Leverage usually involves taking something of value away. For example: “If you don’t go to treatment, we won’t cover any more of your expenses like tuition or rent.” Sometimes leverage takes the form of disclosing substance use to someone of significance including a probation officer, coach or significant other. Choosing to use leverage in this way should be done as a last resort and with caution, as often loved ones will react defiantly, and the situation could get worse. It helps to present any leverage in a loving way and to give your teen or young adult a week or two to think about it before going through with whatever you’ve decided.
A conversation using leverage might begin as follows:
“I continue to be concerned about your substance use and would like you to seek a consultation on how to manage your substance use (or go to counseling, an intensive outpatient program, residential treatment, etc…) I know this is something you’ve been opposed to in the past, but the current situation is difficult for all of us and I’d like you to reconsider. If you choose not to seek treatment, I will not pay for college this upcoming semester (or you will have to find alternate housing, lose privileges for the car, etc…) I’d like you to think about it and let me know what you decide by the end of next week.”
This is in contrast to “I’m sick and tired of your substance use so either go to treatment or you won’t not see a nickel from me for college. What’s it going to be?”
Intervening — that is, stepping in and speaking up — is a vital first step in taking action to address a loved one’s substance use. However, media and pop culture have popularized the notion of an intervention as a scenario in which family and friends gather around a loved one to share the impact of the loved one’s substance misuse, usually followed by an ultimatum: go to treatment or else. The “or else” can include cutting the loved one off financially, asking him or her to leave the home and cutting off all communication unless the loved one agrees to treatment. The success rate of this style of intervention is lower than using other evidence-based approaches like Community Reinforcement and Family Training (CRAFT), and claims to the contrary are generally limited to getting someone into treatment, with no measures related to the successful completion of treatment.

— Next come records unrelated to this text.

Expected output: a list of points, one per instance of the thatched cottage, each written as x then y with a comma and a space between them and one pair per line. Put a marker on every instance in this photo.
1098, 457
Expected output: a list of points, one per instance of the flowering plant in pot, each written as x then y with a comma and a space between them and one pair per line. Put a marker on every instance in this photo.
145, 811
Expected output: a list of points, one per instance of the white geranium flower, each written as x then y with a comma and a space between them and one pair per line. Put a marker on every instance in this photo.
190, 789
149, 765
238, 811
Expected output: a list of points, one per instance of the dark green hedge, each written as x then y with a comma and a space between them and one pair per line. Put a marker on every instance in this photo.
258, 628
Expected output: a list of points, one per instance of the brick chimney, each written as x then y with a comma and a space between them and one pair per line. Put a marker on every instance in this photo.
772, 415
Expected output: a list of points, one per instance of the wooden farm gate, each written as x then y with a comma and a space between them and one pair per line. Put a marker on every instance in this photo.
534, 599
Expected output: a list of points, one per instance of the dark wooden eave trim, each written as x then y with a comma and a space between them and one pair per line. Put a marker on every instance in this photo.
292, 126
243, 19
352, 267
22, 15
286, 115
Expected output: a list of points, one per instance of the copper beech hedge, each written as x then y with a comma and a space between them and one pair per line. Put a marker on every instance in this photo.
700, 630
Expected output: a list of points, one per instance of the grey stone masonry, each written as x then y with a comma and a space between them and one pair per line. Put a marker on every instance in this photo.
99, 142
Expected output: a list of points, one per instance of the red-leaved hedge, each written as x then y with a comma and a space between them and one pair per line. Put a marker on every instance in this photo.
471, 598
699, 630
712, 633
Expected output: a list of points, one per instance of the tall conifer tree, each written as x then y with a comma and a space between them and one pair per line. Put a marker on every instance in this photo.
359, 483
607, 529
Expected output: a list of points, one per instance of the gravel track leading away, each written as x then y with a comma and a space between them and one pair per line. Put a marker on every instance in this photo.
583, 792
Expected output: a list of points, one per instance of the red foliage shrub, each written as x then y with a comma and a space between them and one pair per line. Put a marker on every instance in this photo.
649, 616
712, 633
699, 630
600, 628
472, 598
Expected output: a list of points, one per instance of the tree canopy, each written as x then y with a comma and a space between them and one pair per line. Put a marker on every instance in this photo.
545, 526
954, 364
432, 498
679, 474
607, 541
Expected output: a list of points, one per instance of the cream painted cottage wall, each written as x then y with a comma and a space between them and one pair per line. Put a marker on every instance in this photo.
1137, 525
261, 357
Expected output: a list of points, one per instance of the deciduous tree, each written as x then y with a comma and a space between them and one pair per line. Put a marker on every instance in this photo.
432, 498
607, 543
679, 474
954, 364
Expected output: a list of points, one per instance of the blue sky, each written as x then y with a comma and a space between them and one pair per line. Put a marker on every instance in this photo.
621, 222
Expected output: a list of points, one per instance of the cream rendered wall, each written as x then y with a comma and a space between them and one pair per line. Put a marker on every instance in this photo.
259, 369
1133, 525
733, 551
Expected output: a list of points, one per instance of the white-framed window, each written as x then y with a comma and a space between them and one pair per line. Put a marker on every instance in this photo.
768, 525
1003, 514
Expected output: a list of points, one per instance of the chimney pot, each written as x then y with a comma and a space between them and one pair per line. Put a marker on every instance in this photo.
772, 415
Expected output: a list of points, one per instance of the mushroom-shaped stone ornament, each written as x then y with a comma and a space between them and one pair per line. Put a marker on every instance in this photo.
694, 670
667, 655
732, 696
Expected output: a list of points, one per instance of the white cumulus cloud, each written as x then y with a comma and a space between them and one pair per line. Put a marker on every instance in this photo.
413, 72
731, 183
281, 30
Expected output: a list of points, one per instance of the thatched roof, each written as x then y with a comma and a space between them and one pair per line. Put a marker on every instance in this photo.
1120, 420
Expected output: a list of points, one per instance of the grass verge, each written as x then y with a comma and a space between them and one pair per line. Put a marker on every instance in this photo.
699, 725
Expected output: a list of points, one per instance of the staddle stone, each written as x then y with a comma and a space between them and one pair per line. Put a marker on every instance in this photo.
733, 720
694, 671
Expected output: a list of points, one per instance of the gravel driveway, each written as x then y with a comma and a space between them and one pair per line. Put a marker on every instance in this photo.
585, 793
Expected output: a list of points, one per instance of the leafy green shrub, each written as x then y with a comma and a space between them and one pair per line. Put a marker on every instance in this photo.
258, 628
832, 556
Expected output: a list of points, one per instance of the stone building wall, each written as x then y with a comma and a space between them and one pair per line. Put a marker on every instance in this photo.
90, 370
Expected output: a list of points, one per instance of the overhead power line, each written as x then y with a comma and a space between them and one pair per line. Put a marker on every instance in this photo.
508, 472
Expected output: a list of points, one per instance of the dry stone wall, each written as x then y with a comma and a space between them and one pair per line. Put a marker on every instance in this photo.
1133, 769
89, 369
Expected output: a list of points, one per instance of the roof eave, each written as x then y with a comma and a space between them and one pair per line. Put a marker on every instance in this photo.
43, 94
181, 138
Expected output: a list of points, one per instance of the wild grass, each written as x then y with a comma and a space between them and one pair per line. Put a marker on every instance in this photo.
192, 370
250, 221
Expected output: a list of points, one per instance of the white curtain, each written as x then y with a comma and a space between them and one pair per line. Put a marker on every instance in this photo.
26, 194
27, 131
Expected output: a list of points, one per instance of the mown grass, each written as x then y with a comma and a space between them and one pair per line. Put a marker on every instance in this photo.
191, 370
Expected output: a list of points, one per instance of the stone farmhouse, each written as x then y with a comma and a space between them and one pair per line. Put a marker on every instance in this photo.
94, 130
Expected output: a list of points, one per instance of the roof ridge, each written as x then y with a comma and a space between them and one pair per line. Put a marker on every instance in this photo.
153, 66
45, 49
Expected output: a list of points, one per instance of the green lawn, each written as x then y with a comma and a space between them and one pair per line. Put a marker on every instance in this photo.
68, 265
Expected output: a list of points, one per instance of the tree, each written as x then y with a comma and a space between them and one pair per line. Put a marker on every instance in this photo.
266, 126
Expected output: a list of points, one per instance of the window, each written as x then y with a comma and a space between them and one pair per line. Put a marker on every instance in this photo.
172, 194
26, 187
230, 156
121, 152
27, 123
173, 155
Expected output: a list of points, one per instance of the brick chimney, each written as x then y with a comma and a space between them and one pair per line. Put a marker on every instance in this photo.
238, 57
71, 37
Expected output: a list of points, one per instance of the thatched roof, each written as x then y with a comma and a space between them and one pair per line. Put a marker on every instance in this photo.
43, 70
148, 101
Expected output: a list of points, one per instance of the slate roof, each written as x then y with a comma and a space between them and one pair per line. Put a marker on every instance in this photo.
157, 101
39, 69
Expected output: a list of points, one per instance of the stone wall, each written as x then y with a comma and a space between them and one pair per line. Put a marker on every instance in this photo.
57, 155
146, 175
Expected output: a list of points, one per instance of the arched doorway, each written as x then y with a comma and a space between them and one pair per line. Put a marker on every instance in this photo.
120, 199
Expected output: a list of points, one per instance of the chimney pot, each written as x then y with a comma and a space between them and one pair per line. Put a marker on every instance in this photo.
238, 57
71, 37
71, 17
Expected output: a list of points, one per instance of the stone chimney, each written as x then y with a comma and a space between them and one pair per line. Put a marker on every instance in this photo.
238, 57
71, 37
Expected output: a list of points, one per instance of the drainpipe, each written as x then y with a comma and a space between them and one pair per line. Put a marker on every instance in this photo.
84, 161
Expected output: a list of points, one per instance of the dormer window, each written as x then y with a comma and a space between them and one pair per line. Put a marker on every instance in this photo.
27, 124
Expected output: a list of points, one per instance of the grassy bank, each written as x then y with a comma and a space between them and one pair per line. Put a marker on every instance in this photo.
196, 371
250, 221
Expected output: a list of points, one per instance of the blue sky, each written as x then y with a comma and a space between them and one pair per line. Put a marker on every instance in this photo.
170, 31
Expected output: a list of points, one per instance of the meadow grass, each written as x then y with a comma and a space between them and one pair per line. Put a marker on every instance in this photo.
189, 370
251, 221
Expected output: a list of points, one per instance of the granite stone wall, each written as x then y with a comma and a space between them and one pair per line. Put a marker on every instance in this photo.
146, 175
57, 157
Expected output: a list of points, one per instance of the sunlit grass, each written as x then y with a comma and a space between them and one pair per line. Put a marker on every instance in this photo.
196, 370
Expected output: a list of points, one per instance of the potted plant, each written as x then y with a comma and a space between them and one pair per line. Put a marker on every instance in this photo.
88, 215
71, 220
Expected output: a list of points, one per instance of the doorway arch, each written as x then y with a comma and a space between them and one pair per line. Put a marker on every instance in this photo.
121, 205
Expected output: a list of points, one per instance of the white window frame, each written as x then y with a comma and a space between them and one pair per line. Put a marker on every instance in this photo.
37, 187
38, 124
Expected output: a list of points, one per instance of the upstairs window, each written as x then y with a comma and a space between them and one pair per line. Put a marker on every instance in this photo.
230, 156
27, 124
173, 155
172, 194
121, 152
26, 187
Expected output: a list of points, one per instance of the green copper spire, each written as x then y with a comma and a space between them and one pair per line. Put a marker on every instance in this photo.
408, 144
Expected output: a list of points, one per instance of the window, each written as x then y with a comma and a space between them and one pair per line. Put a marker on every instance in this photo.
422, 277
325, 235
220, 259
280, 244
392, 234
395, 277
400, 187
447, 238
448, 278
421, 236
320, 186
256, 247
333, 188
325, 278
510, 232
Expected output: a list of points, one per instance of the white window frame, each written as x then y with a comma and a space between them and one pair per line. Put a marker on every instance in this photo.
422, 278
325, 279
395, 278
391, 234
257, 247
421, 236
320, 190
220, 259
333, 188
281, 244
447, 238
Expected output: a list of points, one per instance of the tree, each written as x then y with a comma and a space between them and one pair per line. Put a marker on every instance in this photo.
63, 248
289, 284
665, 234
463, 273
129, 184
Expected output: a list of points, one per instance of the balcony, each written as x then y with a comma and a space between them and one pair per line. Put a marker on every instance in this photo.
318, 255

If there is a danger to self or others as defined by the courts, civil commitment laws can be invoked to mandate treatment. In the U.S., 38 states have laws that permit civil commitment to inpatient or outpatient substance-abuse treatment programs. An additional eight states have a form of involuntary treatment, such as emergency hospitalization due to substance-related concerns. The commitment process varies from state to state, so it’s important to look into what specifically is required for mandated treatment.
Helping a loved one reach the point of being willing and ready to engage in treatment is an important milestone. Keep in mind there is no one-size-fits-all approach. Getting the right treatment for your child is a process, and navigating the current systems in place requires due diligence and perseverance.